If I were the only customer complaining, I'd look a little harder for a problem on my end and try to raise my confidence level from 99 to 99.9 percent. But all the evidence I've seen in this forum points to a HughesNet problem, and it's not just me. It's a new problem, since speeds were outstandingly good from April through September or so. It's entirely possible that our current slow speeds are not even a technical problem. For example, HughesNet might have sold data wholesale to a new commercial customer who is eating them, and us, alive. I am aware that that is speculative. But it looks like a load problem or demand problem. Morning speeds are down to a third or a quarter of what they once were, and evening speeds have fallen below 1Mpbs.

 


And with this post you're once again making the assumption that everyone who is having speed issues is having them because of something on Hughes' end.  

 

As listed below, Hughes has acknowledged beam issues and continues to do so (which is also why I often first ask people what beam they are on), but again, assuming every speed issue is the cause of HughesNet, and essentially saying, in so many words, "The speed tests are a waste of time.  Don't bother with them." is not only shortsighted, but also tantamount to sabotaging the help people could be getting with their speed issues, whether it's intentional or not.   

 

Also, with regard to one specific thing you said, if you don't think that network card drivers can have an effect on the performance of one's computer when it comes to the net.........

 

BTW, and please take this in the formal manner intended, I'd venture to say that most of HughesNet's customers ARE ignorant when it comes to their devices, and the net as a whole, and it gets worse as time goes on.  That's not a presumption.  That's reality.  Remember when you had to physically enter a slew of parameters just to connect via dialup?  Now you can connect to WiFi by pressing a button.  When people don't need to know, they don't bother to learn.  Click a button and it works, and when it doesn't, for most it's "Uh Oh."  


Ryzen 5 3400G | MSI B450M Pro-M2 MAX | 16GB Corsair Vengeance DDR4 3000 | XPG SX8200 Pro 512GB NVMe | Windows 10 Pro

God, thank you for saying that, IntotheWoods, and saying it well.
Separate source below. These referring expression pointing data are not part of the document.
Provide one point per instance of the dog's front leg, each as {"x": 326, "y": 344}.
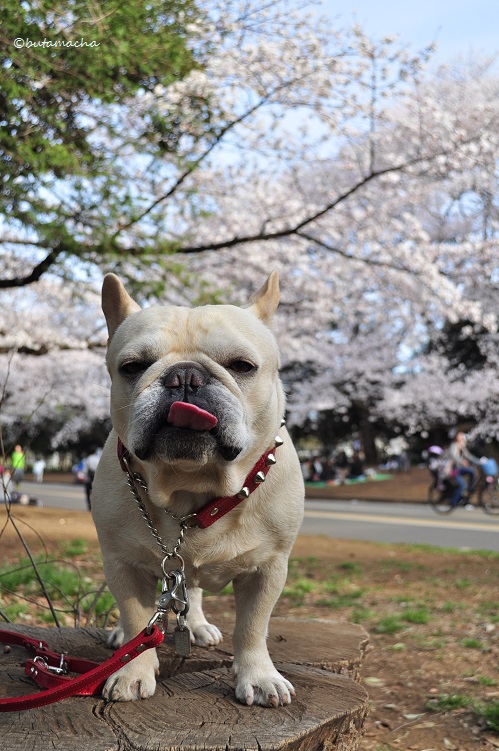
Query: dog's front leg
{"x": 134, "y": 591}
{"x": 257, "y": 680}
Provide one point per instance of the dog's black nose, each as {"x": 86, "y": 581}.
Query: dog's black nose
{"x": 185, "y": 376}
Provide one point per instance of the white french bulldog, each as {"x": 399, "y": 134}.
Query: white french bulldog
{"x": 196, "y": 401}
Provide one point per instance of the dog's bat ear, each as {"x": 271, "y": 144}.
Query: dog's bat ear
{"x": 116, "y": 303}
{"x": 264, "y": 302}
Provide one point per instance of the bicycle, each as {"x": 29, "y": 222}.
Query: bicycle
{"x": 486, "y": 492}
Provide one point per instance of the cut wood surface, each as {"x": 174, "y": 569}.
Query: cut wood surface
{"x": 194, "y": 706}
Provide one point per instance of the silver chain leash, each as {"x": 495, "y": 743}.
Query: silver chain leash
{"x": 174, "y": 595}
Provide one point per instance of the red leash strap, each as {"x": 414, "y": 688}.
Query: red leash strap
{"x": 47, "y": 669}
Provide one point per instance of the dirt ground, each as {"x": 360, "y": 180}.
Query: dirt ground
{"x": 432, "y": 617}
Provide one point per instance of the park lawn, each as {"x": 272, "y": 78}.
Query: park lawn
{"x": 432, "y": 616}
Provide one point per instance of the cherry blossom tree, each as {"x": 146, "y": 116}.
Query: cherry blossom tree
{"x": 368, "y": 180}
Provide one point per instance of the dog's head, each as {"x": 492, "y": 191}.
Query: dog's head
{"x": 193, "y": 386}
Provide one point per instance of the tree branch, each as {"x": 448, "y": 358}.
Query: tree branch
{"x": 36, "y": 273}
I have read all of the subsequent posts on this thread as well. 

 

You can't have this many customers, all with the same issue, all getting the same hoop-jumping runaround from TechSupp, none getting a resolution...then not admit that this is simply an issue of a failure to provide adequate service - a provider failure of some kind.

olbudyjack
New Poster

Two things that worked for me.

Update your adapter drivers. Set at 1.0 Gb per sec. From your description you're probably ok here.

Make sure your auto updates are set to metered connections. If in doubt, set to manual update.

Other things can factor, like network traffic. Mine still slows on weekends and evenings, but not as bad as yours.